К этому моменту моей истории двое академиков, сидя в берлинке, управляемой возничим Самаррой, со всем своим багажом, а также двадцатью восемью томами «Энциклопедии», притороченными к верхнему багажнику экипажа, проделали большую часть пути от французской столицы к Байонне и далее – к испанской границе. Путешествие, как можно сделать вывод из лишенного красочных подробностей повествования, содержащегося в итоговом отчете, протекало без осложнений, достойных упоминания.

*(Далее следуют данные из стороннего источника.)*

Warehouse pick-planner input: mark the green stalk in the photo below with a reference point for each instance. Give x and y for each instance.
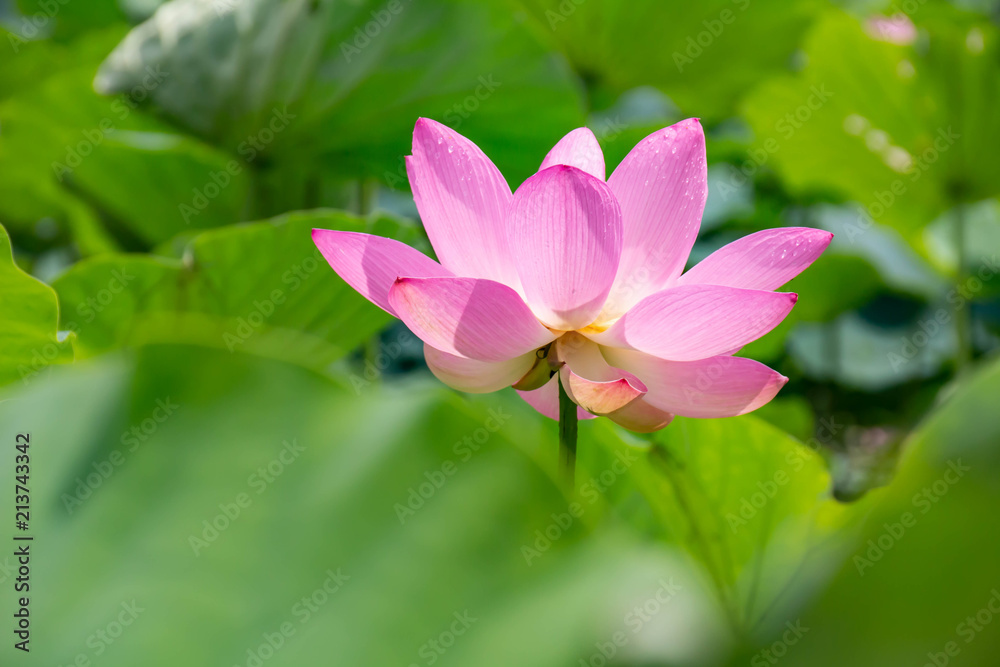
(567, 437)
(963, 316)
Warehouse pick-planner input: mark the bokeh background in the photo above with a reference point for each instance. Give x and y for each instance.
(236, 460)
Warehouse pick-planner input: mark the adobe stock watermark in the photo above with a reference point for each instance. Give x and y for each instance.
(435, 647)
(634, 621)
(122, 108)
(34, 26)
(101, 639)
(923, 502)
(714, 27)
(770, 655)
(259, 481)
(130, 440)
(926, 329)
(464, 450)
(263, 309)
(249, 150)
(590, 492)
(786, 127)
(795, 460)
(302, 611)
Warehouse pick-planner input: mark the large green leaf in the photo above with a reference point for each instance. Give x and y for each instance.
(749, 503)
(924, 574)
(345, 81)
(904, 131)
(704, 55)
(103, 165)
(29, 313)
(119, 518)
(261, 288)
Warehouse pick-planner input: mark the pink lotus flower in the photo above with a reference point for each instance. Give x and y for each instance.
(576, 278)
(896, 29)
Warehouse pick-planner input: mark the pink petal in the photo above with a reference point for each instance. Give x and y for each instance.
(468, 317)
(640, 416)
(590, 381)
(577, 149)
(474, 376)
(764, 260)
(691, 322)
(661, 186)
(546, 400)
(462, 199)
(370, 264)
(566, 239)
(720, 386)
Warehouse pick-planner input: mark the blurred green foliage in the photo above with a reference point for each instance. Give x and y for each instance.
(238, 460)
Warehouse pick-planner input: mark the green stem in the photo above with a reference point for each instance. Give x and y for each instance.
(963, 316)
(567, 436)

Экипаж двигался по королевской дороге из Парижа в Орлеан, оттуда проследовал вдоль реки Луары без каких-либо происшествий, за исключением тех, что обычно сопутствуют подобной разновидности длительных путешествий – поскрипывание рессор, вездесущая пыль и неудобства, присущие ночевкам на постоялых дворах и почтовых станциях отнюдь не высшей категории. Нам известно, что дон Эрмохенес перенес небольшой рецидив простудной лихорадки, которая ранее уже случалась с ним в Париже, это заставило их пересидеть пару дней в Блуа, дожидаясь, пока библиотекарь поправится, и что поднявшаяся в реке вода и поломка деревянного моста, ставшие следствием продолжительных ливней, а также непролазная грязь на дорогах заставили их сделать изрядный крюк чуть ли не до самого Тура, и таким образом они потеряли еще два дня. В любом случае это были обычные помехи, свойственные всякому путешествию той эпохи, и академики встречали их со смирением, привычным для тогдашних путешественников. И вот, сменяя на почтовых станциях лошадей, читая, задремывая, пробуждаясь и беседуя с предельной дружеской откровенностью, которая благодаря этой поездке установилась между ними, дон Эрмохенес и дон Педро преодолевали запланированные отрезки пути за вполне приемлемые промежутки времени. Остались позади Пуатье, Ангулем и Бордо, и на четырнадцатый день пути путешественники наконец углубились в лесистые равнины, тянущиеся вдоль Гаронны.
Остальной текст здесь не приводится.